While the French election has obviously shaped up to be almost as depressing as last year’s U.S. presidential election, there is some reason to be cautiously optimistic. As with the political rise of Bernie Sanders in America, the French election witnessed the ascent of left-wing populist Jean-Luc Mélenchon, who garnered almost 20 percent of the vote in the first round. (When Mélenchon's tally is combined with that of the Socialist Party’s Hamon, left-wing populists received more of the French vote in the first round than either of the two finalists.) Far-right populists, then, aren’t the only ones revolting against the status quo, and the left could potentially forge a new path forward by offering a progressive agenda that extends beyond neoliberalism.

The post-neoliberal world does not have to be illiberal or authoritarian. It is the left's task to fight to make sure that “liberal values” are protected while at the same time confronting the historic levels of inequality, the threat of climate change, environmental degradation and automation-induced mass unemployment,, and other dangers that our economic and political system has engendered.

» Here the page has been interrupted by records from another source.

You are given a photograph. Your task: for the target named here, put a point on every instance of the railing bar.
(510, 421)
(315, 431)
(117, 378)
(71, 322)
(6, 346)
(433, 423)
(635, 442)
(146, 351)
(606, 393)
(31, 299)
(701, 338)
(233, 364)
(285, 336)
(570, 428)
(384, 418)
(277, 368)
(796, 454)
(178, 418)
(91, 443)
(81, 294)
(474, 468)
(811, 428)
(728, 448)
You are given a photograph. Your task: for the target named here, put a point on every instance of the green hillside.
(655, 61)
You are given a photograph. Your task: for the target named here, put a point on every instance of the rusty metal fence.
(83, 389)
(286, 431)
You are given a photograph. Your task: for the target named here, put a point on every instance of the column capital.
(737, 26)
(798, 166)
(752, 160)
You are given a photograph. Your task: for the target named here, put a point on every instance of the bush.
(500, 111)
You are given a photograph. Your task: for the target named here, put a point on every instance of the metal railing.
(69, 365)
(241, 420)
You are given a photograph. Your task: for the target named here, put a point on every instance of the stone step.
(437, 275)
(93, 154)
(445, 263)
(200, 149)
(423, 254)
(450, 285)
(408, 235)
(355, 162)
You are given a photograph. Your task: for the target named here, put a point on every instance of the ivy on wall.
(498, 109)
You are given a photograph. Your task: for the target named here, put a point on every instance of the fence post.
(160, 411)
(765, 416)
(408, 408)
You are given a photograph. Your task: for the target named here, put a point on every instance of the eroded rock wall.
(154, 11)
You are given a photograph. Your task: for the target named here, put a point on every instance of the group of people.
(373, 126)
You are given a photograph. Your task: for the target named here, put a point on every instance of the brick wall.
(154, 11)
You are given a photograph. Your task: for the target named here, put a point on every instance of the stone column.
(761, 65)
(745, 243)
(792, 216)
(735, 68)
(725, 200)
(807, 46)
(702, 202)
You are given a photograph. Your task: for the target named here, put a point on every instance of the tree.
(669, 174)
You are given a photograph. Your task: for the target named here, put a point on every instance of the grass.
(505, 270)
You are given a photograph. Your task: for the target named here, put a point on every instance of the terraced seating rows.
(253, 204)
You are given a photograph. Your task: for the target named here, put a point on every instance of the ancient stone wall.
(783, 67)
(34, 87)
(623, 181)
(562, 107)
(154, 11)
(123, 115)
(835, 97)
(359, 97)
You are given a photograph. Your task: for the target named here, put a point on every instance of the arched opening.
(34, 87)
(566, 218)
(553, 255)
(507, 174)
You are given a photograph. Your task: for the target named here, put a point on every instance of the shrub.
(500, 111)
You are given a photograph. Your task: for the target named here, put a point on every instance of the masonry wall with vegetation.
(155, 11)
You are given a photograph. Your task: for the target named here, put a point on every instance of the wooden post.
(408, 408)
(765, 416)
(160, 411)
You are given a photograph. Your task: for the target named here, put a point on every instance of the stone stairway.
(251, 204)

Appeals for political and economic democracy must be employed to counter all kinds of authoritarianism and that includes both left- and right-wing forms — though right-wing authoritarianism is a much greater danger. To defend Enlightenment values (free speech, secularism and inclusiveness), a new political project is necessary — one that will safeguard the advancements of modernity but will also acknowledge the social ills and injustices it's brought  and that will promote egalitarian principles.

The future could be very bright or very dark, but there is no question that we are at a critical time in history. Emmanuel Macron is not the right politician to lead the way.